Ontem, decidi mudar a água às minhas porcas - por porcas leiam-se as minhas ricas tartarugas, que deviam era de estar a hibernar, mas não, a vida delas é tãããão emocionante (sim, controlar o que eu faço na cozinha ou passar o dia inteiro ao sol ou matar as moscas de tédio ou até a olhar fixamente para o cortinado a ver quem se mexe primeiro é de uma azáfama pegada) que nem hibernam. O ritual normal, escaldar tudo, esfregar com a esponja o que é preciso, inclusivamente as suas carapaças.
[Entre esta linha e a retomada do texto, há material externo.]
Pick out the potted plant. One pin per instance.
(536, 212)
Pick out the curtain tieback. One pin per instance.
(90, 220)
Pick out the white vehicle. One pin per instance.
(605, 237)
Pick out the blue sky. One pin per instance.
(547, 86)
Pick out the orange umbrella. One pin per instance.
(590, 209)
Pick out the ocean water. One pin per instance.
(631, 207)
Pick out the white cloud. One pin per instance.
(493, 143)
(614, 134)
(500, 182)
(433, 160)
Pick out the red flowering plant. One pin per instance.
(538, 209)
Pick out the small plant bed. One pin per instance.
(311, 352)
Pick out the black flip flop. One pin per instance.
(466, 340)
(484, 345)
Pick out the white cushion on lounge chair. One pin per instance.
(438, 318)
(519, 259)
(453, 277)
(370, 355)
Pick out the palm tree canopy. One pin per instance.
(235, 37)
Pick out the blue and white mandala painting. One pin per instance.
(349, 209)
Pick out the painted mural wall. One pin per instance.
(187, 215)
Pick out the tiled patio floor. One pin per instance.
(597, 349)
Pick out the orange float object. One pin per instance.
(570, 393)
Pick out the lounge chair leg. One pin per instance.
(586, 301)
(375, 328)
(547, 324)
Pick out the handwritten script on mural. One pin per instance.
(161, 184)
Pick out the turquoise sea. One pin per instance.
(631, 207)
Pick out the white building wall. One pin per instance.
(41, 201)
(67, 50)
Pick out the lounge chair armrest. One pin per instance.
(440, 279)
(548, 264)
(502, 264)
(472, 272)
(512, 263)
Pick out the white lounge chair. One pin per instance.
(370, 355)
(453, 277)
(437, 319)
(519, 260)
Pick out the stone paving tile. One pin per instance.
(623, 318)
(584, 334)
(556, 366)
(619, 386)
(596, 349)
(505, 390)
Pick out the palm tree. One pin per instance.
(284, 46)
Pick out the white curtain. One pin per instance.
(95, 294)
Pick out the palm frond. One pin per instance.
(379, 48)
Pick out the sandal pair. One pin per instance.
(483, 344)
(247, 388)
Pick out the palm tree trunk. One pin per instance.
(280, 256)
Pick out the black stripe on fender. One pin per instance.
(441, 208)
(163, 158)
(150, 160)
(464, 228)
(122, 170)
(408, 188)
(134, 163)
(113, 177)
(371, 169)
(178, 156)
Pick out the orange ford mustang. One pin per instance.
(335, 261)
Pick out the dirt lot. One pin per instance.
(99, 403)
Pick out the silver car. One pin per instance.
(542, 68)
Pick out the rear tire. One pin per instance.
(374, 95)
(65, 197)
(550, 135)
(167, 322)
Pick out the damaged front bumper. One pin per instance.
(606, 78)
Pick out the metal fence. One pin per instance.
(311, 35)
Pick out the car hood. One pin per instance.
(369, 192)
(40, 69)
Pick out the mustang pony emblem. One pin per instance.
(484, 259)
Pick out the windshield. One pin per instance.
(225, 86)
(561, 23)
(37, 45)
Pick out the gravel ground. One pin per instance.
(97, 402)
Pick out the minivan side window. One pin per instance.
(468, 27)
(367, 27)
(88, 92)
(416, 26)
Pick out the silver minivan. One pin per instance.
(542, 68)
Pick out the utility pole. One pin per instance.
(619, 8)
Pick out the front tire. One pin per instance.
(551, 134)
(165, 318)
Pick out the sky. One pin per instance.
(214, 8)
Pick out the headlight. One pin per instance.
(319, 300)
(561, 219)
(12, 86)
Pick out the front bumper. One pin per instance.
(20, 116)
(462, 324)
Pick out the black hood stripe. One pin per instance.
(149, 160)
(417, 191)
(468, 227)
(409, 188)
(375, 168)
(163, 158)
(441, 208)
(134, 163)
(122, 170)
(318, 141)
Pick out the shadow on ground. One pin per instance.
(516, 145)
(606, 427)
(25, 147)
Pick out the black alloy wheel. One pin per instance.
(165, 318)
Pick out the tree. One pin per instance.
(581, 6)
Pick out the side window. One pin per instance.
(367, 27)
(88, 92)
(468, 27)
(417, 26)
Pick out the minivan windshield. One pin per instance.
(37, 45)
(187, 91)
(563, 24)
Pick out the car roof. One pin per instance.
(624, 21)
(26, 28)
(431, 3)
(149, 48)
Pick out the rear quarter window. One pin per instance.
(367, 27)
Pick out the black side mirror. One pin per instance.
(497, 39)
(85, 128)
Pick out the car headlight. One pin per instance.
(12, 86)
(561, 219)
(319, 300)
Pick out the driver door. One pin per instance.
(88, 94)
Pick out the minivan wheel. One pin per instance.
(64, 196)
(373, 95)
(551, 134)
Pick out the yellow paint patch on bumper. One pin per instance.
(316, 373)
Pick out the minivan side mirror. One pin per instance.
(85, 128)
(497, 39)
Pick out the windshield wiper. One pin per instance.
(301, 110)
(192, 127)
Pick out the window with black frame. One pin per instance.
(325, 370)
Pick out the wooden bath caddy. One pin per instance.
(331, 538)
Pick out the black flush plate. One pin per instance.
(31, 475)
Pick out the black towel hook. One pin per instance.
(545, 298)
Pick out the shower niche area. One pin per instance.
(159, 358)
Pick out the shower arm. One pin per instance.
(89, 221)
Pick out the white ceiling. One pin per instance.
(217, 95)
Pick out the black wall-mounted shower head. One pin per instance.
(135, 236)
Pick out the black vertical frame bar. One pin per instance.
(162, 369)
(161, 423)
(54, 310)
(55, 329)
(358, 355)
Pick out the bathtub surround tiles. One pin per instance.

Pego na minha mais pequena: o brain das duas... Salsaparrilha (nome científico Salsilhitasparrillum pestitis de casquiti piquinitium), mas somente é chamada assim para o veterinário (só uso o nome verdadeiro dela quando ela está a fugir desalmadamente pelo estofo do Peixmobil acima, numa tentativa vã de a assustar, nunca com sucesso que é uma descarada, a porca, arraçadíssima de tartaruga ninja). Criatura de olhos brancos (que mais parecem dois faróis) carinhosamente chamada de Salsitas por mim. Pego eu no meu garboso espécime Salsilhitasparrillum pestitis de casquiti piquinitium, resmungo com ela, que não pára quieta, mal me deixa esfregar-lhe a casca e muito menos a barriga para lhe limpar possíveis alguedos. Depois de algum esforço - meu e dela - despachada. Vá, charco. Chega a vez da maior... a pasmaceira em forma de bicho, com um ar de frete inigualável: Pistáchio. (não, não estou a pedir um pires ó senhor! Se bem que umas alcagoitas marchavam). De nome científico Pistachium vaium te catarum e naum me tapeitis o solium. Criatura que se farta de enfardar, principalmente se for cenoura aos bocadinhos. Têm um especial fetiche por tudo o que é laranja precisamente por causa da cenoura (a minha cozinha é em tons laranja, imaginem as vezes que ela ja tentou morder o cortinado... -.-). Esta sim, está uma bizarma... já quase maior que a minha mão. Felizmente pacata, fica serena a olhar para mim quando falo com ela (ou abismada) bem ao contrário da Salsitas que quer é dar o baza como se não houvesse amanhã. Começo eu a fazer as minhas figuras ainda mais tristes, ao pegar nela:
- Estamos tão grandes e lindaaaaaas. Er.. tira lá o lindas que estás mesmo a precisar de uma esfregadela nessa cascaria imunda, fosga-se Pistáchio. - vai de esfregar-lhe a casca e dela se agarrar a minha mão, sem tentar fugir - Mas estamos tão grandeeeeeees quem diria minha porquinhaaaaaa, quando te comprei tinhas uns míseros 30 a 40 mm de diâmetro e olha agora para tiiii... - vira-a ao contrário - quase que te deixo cair, mas não te preocupes a dona não te largaaaa e blá blá blá blá e blá blá blá... - Por momentos calei-me. Sei lá, milagre, chamem-lhe o que quiserem. Oiço na casa-de-banho dos vizinhos de cima a água a correr na banheira, a voz da mãe para a filhota pequena, com ternura e miminho na voz a falar com a filha. Possivelmente a dar-lhe banhinho... como eu às tartarugas.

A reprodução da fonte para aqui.